Finalmente, el 12 de agosto de 1994 se tomó como la fecha de fundación de Teatro de Las Estaciones. «Ese día, cuando fuimos a empezar con ¡Viva el verano! supimos que era el inicio. Arrancamos sin nombre todavía, se le ocurrió después a un actor a partir del hecho de que habíamos montado las cuatro estaciones, y nos pareció muy lindo.
«Teatro de Las Estaciones es toda mi vida, porque yo vivo siempre en el teatro, siempre pensando en el teatro; es mi móvil, mi punto de referencia. Contamos con un espacio con las condiciones creadas por nosotros mismos, al gusto nuestro, para desarrollar lo que nos propongamos. Con algunas limitaciones, cierto, pero ello nos ha obligado a ser más creativos. Cada espectáculo debe ser un escalón que hay que dejar atrás. Huimos del éxito partiendo de otro punto de giro o de otra situación completamente diferente a la anterior, porque es lo que nos mantiene vivos.
«Y en ese empeño de retarnos a nosotros mismos, de querer superarnos en cada entrega, han nacido espectáculos entrañables, bellísimos, que nos han hecho abrazar a Pelusín, nuestro títere nacional; a los fundadores del teatro de títeres en Cuba, porque Rubén se apoya con fuerza en la teoría, pero también en la historia del títere cubano, que estaba oculta. De ese modo llegamos a Carucha Camejo y a aquellos que marcaron el camino. Así descubrimos, como Rubén dice, el linaje de nuestra profesión: los maestros verdaderos, los inspiradores. En estos 25 años hemos acudido a las artes plásticas, a la música, al canto lírico, a la danza, a todo, porque el teatro es como la vida, pero en fantasía».

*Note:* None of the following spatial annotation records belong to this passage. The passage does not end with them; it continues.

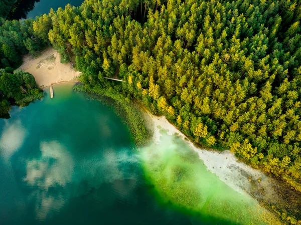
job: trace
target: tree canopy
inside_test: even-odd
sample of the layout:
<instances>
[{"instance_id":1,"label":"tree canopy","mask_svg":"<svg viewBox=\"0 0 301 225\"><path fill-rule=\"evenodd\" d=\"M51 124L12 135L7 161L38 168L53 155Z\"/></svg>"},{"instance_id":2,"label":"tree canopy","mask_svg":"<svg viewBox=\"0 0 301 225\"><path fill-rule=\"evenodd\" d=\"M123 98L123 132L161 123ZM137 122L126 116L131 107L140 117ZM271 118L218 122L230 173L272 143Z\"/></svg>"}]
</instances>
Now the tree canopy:
<instances>
[{"instance_id":1,"label":"tree canopy","mask_svg":"<svg viewBox=\"0 0 301 225\"><path fill-rule=\"evenodd\" d=\"M300 19L299 0L86 0L4 22L1 66L51 43L87 89L136 99L301 191Z\"/></svg>"}]
</instances>

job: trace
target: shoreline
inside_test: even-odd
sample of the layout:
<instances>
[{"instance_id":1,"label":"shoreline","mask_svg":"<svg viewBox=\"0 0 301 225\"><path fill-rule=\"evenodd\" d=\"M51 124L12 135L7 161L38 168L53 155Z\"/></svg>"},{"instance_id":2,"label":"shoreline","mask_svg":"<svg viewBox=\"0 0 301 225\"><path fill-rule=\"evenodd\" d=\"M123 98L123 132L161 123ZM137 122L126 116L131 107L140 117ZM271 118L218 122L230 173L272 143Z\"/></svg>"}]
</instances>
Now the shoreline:
<instances>
[{"instance_id":1,"label":"shoreline","mask_svg":"<svg viewBox=\"0 0 301 225\"><path fill-rule=\"evenodd\" d=\"M158 144L162 136L162 130L167 131L169 135L178 135L198 153L199 158L210 172L233 190L251 196L279 217L283 210L289 210L293 215L297 214L298 207L301 205L301 196L295 191L263 172L239 160L229 150L206 150L196 146L165 116L154 115L143 106L140 108L144 116L145 125L152 131L152 141ZM290 213L287 213L286 217L289 215ZM296 224L299 223L301 221L298 220Z\"/></svg>"},{"instance_id":2,"label":"shoreline","mask_svg":"<svg viewBox=\"0 0 301 225\"><path fill-rule=\"evenodd\" d=\"M37 57L25 56L23 63L18 69L32 74L41 89L78 79L81 73L75 71L71 63L62 64L60 60L57 51L49 47Z\"/></svg>"},{"instance_id":3,"label":"shoreline","mask_svg":"<svg viewBox=\"0 0 301 225\"><path fill-rule=\"evenodd\" d=\"M49 85L47 85L46 86L40 87L40 88L41 88L42 90L43 90L44 91L44 89L46 89L46 88L49 88L51 86L54 86L54 85L56 85L57 84L65 84L65 83L81 83L81 84L80 81L79 81L79 80L72 80L72 81L61 81L60 82L54 83L53 84L51 84Z\"/></svg>"}]
</instances>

Antes de despedirse, JR puso a Zenén Calero ante la disyuntiva de escoger tres de sus diseños para que sean mostrados en un museo del títere del siglo XXIII, en los que se pueda reconocer su marca, su estilo. Y este impresionante creador comenzó por mencionar a Okin…, de esa primera etapa creativa, «porque me doy cuenta todavía de que a mí me hace bien, que eleva mi orgullo… También Federico de noche, muy fuerte en su visualidad. Cuando me piden organizar una exposición con mi obra, no dudo ni un segundo en mostrar las máscaras… Salvaría asimismo a La virgencita de bronce, que trabajé con materiales y fibras naturales, los cuales mezclé con otros muy elaborados; utilicé sobre todo el sepia y me limité en el colorido; es teatro para adultos, que me encantaría volver a realizar.
«¿Qué puedo decirte? Esto ha sido mi vida. Siempre he estado convencido de que el teatro puede salvarme del golpe más duro, como haber perdido a mi mamá, mi mayor inspiración. Creo que el teatro, el diseño, el arte, mi trabajo, me salvarán de cualquier catástrofe. Ellos son, han sido y serán mi salvación».